J Pain Symptom Manage. 2020 Jul;60(1):135-150. doi: 10.1016/j.jpainsymman.2020.01.009. Epub 2020 Jan 29.

Abstract

Despite significant advances in treatment, chronic obstructive pulmonary disease (COPD) remains a chronic and progressive disease that frequently leads to premature mortality. COPD is associated with a constellation of significant symptoms, including dyspnea, cough, wheezing, pain, fatigue, anxiety, depression, and insomnia, and is associated with increased morbidity. Palliative care is appropriate to support these patients.

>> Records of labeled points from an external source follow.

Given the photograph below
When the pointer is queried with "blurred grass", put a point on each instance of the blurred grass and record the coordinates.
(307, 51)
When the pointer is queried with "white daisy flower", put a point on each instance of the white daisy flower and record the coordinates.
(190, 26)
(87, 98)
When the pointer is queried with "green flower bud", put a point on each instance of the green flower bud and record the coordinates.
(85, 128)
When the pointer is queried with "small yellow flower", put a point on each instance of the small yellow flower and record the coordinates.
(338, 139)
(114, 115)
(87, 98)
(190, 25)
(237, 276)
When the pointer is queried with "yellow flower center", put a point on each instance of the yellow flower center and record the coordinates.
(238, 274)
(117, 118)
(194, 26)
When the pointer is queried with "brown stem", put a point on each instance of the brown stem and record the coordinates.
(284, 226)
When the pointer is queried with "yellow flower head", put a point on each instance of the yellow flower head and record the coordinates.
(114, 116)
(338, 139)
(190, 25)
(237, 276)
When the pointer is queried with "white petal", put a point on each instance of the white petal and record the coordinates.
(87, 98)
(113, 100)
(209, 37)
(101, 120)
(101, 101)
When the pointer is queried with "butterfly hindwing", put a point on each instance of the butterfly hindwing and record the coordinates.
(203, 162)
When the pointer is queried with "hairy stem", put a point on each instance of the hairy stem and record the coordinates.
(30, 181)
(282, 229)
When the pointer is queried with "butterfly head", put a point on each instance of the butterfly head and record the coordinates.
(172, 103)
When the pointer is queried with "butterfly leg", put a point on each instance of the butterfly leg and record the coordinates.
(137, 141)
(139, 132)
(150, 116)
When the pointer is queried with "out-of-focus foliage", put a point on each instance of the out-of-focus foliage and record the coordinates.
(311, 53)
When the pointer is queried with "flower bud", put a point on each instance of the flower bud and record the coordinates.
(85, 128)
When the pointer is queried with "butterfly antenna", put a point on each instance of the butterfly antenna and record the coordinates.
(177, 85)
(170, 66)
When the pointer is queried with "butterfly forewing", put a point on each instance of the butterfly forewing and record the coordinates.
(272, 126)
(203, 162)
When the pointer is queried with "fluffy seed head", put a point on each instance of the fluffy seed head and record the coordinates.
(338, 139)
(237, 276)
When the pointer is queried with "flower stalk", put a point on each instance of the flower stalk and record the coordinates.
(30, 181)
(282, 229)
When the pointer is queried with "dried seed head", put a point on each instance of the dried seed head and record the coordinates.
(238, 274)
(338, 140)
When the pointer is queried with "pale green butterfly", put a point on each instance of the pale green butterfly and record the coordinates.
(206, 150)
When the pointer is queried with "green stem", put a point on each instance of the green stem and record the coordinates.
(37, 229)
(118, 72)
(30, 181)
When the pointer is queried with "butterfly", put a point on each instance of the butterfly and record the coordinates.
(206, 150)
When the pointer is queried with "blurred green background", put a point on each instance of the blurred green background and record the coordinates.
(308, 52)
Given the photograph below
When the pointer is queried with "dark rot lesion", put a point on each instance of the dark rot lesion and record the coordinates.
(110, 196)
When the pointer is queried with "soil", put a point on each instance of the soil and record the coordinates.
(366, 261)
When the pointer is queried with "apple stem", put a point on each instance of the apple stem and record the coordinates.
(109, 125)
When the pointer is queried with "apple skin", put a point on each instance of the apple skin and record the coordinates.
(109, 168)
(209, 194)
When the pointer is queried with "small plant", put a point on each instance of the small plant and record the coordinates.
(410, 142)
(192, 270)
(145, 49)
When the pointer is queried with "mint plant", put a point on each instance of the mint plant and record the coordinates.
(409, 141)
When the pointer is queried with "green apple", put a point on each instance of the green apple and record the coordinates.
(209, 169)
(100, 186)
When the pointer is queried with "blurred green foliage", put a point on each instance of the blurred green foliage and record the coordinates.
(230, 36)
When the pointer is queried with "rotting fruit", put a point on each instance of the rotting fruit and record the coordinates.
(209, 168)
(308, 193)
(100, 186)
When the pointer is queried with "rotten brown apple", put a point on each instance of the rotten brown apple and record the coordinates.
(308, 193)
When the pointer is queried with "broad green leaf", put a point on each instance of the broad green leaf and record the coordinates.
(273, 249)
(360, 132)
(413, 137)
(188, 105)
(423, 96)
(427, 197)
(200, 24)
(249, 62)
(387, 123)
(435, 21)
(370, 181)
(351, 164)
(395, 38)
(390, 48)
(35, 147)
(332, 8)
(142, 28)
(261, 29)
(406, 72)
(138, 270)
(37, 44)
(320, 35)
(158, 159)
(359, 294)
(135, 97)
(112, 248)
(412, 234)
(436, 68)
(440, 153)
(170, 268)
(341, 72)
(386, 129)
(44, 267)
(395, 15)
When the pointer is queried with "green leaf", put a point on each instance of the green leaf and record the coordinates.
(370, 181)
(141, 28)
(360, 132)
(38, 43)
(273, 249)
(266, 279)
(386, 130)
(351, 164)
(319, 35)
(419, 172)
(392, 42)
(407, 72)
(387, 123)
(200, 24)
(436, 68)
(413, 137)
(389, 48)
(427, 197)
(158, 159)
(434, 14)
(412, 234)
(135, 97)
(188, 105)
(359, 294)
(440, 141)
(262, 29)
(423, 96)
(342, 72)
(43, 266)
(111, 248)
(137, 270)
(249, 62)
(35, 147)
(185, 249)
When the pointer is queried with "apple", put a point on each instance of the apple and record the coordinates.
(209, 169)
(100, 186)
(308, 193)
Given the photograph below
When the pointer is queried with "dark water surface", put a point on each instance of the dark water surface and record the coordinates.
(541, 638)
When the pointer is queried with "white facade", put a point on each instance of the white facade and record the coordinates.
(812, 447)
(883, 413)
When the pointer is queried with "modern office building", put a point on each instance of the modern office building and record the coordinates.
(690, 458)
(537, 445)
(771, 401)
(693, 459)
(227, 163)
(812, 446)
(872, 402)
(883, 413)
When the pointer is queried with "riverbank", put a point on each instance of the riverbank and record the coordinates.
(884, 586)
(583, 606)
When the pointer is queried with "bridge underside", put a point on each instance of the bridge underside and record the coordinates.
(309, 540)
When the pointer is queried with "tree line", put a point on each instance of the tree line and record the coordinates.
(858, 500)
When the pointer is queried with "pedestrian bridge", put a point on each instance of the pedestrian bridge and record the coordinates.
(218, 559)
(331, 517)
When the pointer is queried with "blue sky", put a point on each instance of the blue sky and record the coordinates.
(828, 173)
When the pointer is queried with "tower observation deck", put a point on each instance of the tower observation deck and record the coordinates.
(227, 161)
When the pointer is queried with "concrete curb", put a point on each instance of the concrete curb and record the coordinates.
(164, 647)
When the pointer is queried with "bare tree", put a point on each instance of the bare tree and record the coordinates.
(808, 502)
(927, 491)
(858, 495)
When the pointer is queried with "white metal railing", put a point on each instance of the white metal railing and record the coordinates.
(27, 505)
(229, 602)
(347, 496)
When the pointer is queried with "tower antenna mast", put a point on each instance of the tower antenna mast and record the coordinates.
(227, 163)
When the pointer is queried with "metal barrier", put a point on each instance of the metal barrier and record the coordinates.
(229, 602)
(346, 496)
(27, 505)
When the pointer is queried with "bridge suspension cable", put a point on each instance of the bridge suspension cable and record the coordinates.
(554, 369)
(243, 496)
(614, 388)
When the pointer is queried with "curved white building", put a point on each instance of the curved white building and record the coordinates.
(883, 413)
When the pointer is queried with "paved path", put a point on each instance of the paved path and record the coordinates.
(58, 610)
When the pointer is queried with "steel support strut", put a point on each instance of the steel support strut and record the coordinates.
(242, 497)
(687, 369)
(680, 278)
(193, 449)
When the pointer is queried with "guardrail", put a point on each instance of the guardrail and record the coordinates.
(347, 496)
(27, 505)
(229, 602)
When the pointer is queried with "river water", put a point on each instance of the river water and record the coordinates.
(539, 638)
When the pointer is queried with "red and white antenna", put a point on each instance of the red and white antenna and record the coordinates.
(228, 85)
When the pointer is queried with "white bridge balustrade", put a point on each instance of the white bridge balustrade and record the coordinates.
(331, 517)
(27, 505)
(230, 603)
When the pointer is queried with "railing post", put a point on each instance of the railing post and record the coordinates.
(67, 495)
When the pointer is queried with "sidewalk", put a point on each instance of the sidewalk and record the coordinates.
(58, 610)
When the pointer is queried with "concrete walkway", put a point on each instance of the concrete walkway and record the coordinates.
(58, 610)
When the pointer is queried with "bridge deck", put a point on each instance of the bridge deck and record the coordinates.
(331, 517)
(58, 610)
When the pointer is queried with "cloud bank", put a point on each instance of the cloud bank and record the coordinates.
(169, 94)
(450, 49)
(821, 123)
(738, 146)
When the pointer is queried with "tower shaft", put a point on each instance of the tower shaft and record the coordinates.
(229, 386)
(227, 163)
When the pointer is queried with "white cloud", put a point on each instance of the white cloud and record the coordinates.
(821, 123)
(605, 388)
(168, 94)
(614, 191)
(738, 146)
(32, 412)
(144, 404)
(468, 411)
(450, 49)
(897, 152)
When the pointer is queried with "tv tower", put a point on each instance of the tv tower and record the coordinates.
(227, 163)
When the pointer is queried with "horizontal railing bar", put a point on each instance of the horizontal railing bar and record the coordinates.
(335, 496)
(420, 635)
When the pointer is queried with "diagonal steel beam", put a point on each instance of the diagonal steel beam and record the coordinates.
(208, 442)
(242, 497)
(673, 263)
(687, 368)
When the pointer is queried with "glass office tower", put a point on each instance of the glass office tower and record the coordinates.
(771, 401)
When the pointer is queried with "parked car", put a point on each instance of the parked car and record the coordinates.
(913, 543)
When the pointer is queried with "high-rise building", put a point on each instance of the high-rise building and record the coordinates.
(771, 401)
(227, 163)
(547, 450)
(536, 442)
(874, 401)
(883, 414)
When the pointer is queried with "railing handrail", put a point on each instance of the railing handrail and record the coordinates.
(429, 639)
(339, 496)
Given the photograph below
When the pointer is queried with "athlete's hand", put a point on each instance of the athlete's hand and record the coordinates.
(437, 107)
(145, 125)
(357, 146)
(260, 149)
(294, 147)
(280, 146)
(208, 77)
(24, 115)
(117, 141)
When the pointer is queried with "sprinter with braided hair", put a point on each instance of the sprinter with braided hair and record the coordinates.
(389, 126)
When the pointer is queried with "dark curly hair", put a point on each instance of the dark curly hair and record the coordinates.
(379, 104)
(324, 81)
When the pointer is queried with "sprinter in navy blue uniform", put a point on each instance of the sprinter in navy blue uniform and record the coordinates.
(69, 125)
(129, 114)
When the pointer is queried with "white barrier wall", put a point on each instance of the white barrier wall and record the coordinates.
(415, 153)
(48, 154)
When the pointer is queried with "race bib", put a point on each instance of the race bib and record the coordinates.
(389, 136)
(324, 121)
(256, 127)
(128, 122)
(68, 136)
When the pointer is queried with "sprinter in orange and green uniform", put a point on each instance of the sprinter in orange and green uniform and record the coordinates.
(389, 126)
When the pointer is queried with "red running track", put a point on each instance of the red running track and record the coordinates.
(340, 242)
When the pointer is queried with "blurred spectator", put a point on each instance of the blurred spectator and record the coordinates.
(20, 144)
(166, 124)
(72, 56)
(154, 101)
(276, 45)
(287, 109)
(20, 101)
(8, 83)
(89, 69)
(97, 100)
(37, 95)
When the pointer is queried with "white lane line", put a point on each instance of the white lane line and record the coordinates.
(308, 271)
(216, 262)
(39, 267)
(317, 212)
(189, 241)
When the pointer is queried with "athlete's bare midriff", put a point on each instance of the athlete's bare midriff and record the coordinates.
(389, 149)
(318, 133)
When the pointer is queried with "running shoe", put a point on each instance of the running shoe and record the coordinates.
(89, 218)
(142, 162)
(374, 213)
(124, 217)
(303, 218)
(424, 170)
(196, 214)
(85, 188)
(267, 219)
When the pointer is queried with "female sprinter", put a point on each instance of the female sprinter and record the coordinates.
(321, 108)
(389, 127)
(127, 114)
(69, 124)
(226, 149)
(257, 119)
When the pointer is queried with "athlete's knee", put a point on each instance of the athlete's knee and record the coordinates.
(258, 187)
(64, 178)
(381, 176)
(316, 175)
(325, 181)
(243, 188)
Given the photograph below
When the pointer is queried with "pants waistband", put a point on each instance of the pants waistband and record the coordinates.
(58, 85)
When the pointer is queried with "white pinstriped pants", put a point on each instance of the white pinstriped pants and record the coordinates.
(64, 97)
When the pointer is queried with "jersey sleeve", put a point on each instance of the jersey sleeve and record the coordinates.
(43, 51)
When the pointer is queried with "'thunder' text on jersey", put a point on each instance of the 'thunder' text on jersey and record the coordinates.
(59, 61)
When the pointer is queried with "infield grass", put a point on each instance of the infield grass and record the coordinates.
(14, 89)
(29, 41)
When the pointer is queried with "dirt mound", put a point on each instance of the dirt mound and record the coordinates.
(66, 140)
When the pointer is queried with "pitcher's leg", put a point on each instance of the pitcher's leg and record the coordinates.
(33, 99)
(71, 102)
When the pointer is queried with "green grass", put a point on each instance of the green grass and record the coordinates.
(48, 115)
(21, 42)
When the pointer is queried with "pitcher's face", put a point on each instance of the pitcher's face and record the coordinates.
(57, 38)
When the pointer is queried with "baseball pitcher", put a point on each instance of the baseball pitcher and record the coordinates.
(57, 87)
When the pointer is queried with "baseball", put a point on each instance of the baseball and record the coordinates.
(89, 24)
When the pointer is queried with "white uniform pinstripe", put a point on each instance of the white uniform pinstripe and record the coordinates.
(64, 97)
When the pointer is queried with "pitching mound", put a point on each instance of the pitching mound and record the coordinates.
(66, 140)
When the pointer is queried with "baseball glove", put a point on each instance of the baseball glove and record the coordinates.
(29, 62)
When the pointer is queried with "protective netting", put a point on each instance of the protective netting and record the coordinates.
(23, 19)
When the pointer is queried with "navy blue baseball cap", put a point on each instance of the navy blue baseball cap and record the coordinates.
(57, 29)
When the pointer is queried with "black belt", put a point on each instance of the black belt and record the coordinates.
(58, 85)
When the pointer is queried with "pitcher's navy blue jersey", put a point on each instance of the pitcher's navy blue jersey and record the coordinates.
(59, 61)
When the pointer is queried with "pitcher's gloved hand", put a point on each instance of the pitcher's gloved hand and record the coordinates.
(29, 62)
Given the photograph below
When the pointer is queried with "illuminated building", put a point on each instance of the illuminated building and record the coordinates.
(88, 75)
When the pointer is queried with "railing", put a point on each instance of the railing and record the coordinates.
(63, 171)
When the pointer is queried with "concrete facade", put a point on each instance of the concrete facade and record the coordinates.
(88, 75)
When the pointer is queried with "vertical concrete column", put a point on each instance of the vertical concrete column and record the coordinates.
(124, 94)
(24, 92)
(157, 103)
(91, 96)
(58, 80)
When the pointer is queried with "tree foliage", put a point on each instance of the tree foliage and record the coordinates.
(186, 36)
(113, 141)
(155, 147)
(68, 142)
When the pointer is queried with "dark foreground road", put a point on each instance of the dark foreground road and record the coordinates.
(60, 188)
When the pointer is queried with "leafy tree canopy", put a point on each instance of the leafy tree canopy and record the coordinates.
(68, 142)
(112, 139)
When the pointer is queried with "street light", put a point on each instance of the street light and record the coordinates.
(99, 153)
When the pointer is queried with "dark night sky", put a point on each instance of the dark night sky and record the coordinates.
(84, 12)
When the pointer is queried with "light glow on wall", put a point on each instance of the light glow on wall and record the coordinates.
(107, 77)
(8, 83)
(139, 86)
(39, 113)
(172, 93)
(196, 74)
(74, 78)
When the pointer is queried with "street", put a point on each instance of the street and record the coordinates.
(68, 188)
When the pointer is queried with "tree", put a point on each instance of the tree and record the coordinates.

However, historically, palliative care has focused on supporting patients with malignant disease, rather than progressive chronic diseases such as COPD. Therapies for COPD often result in functional and symptomatic improvements, including health-related quality of life (HRQL), and palliative care may further improve symptoms and HRQL. Provision of usual palliative care therapies for this patient population requires understanding the pathogenesis of COPD and common disease-targeted pharmacotherapies, as well as an approach to balancing life-prolonging and HRQL care strategies. This review describes COPD and current targeted therapies and their effects on symptoms, exercise tolerance, HRQL, and survival. It is important to note that medications commonly used for symptom management in palliative care can interact with COPD medications resulting in increased risk of adverse effects, enhanced toxicity, or changes in clearance of medications. To address this, we review pharmacologic interactions with and precautions related to use of COPD therapies in conjunction with commonly used palliative care medications.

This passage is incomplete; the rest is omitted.